Therefore, in this work, we integrate multi-omics data of hESC differentiation with the proposed deep learning approach, DeepCode, to decipher an extended splicing code for ESC fate decision. With the advantages of epigenetic features, DeepCode significantly improves the performance in predicting splicing patterns during hESC differentiation. In addition, epigenetic properties outperform genetic elements and play dominant roles in decoding AS outcomes.

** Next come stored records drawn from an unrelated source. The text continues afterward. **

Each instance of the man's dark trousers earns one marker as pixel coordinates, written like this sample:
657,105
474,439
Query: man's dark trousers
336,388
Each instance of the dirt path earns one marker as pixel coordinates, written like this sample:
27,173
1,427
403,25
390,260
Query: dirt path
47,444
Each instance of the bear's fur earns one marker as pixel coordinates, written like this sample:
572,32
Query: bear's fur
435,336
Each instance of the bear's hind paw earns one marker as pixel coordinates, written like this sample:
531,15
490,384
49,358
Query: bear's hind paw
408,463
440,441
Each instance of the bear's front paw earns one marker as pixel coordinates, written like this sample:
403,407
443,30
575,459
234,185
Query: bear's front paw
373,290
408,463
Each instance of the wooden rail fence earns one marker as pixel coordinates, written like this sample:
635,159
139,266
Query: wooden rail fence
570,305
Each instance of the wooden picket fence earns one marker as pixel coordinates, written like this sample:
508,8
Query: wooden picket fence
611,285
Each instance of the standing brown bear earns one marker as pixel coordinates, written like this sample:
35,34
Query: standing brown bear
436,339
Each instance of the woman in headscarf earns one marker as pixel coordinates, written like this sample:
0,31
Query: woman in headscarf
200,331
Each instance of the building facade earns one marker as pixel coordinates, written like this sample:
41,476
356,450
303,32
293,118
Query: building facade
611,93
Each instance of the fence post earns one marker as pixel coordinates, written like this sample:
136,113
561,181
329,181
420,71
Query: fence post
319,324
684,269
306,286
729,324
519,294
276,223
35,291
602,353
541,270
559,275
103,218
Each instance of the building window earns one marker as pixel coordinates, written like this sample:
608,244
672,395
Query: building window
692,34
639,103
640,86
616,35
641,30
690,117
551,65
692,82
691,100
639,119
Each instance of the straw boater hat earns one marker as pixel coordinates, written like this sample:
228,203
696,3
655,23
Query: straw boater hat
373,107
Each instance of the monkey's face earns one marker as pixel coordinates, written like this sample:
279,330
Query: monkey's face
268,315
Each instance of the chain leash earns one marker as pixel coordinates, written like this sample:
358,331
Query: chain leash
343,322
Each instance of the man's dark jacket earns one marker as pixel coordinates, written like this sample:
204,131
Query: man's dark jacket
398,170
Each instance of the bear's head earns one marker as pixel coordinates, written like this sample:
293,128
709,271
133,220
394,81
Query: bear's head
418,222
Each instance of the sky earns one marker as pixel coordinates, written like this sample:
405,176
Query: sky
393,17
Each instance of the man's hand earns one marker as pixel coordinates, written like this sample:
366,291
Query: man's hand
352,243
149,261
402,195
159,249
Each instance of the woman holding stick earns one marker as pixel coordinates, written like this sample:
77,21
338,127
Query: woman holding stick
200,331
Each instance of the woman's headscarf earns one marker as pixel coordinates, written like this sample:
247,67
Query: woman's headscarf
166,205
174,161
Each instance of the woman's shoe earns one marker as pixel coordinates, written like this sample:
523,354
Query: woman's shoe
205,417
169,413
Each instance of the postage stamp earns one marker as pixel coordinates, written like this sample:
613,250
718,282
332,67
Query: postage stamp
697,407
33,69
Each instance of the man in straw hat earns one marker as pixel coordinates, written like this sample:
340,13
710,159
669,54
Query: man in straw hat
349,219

We also found that DeepCode is useful for understanding the (epi)genetic determinants of embryonic development by revealing a novel candidate mechanism linking HMs to ESC fate decision. In addition, DeepCode is designed for its scalability in data types and extensibility in applications, thus holds the potential applications in a variety of biological and biomedical fields when trained in different contexts.

MATERIALS AND METHODS

Datasets

To decipher the splicing (epi)genetic code for embryonic development, we used two datasets from independent research groups for primary model training and evaluations. The first dataset was from four cell lineages directly derived from hESCs (H1 cells), including trophoblast-like cells (TBL), mesendoderm (ME), neural progenitor cells (NPC) and mesenchymal stem cells (MSC), which was generated from Bin Ren's lab (43). We also included IMR90 for Ren's dataset, a cell line for primary human fetal lung fibroblasts, as an example of terminally differentiated cells. The second dataset was from Alexander Meissner's lab (44) with regard to a population of cells derived directly from hESCs (HUES64) representing each of three embryonic germ layers, including ectoderm (dEC), mesoderm (dEM), and endoderm (dEN). Matched ChIP-seq data of 16 HMs and DNase, and RNA-seq data (two replicates) for each cell type were collected and analyzed (Supplementary Methods, M1). In this study, we mainly focused on two types of mostly occurred AS events, mutually exclusive exons (MXE) and skipped exons (SE). These AS events were identified from the RNA-seq data with the ‘per spliced in’ changes |ΔPSI| > 0.1 at FDR < 0.05, based on measurements used by rMATS (45) (Supplementary methods M1). We defined these AS events as hESC differentiation-related AS events, including 3,513 MXE and 3,678 SE events for Ren's dataset (Supplementary Figure S1a, Table S1, and Dataset D1), which were the primary dataset for model training and evaluation. We also identified the AS events for Meissner's dataset (Supplementary Table S1), which were used as the independent dataset for evaluations of model robustness. The genomic and epigenomic features were learned from the ±150bp regions surrounding both the 5′ and 3′ splice sites (SS) of the AS exons (Supplementary Figure S1b). We identified 136 and 68 epigenomic features of 17 ChIP-seq datasets for SE and MXE exons, respectively (Supplementary Methods M1 and Table S1). Besides, 421 pre-defined sequence features are also considered as genomic features, including known motifs, new motifs, short motifs and transcript structures, which were assembled as splicing genetic code and originally described in reference (13). Additionally, we also employed the extensive resources from Roadmap (46,47) and ENCODE (48,49) projects, wherein five ESC or iPSC, eight ESC-derived cell types and 43 adult cells/tissues were considered (Supplementary Dataset D2 and Methods M5).

The DeepCode

DeepCode, an extended splicing (epi)genetic code, is proposed to predict how given exons are spliced differentially in different cell lineages derived from hESCs. The method takes multi-omics data (RNA-seq, ChIP-seq, and RNA sequences) as inputs for large-scale feature learnings and representations (Figure (Figure1A).1A). A multi-label deep neural network is then automatically trained to learn and integrate multi-omics features; the trained model (DeepCode) enables the prediction of splicing patterns represented as inclusion levels (PSIs) and their changes (ΔPSIs) in different conditions (Figure (Figure1B).1B). Trained in different contexts, DeepCode can be used in not only understanding AS regulations, but also a variety of biological and biomedical topics, including but not limited to developmental mechanisms and cancer researches (Figure (Figure1C1C).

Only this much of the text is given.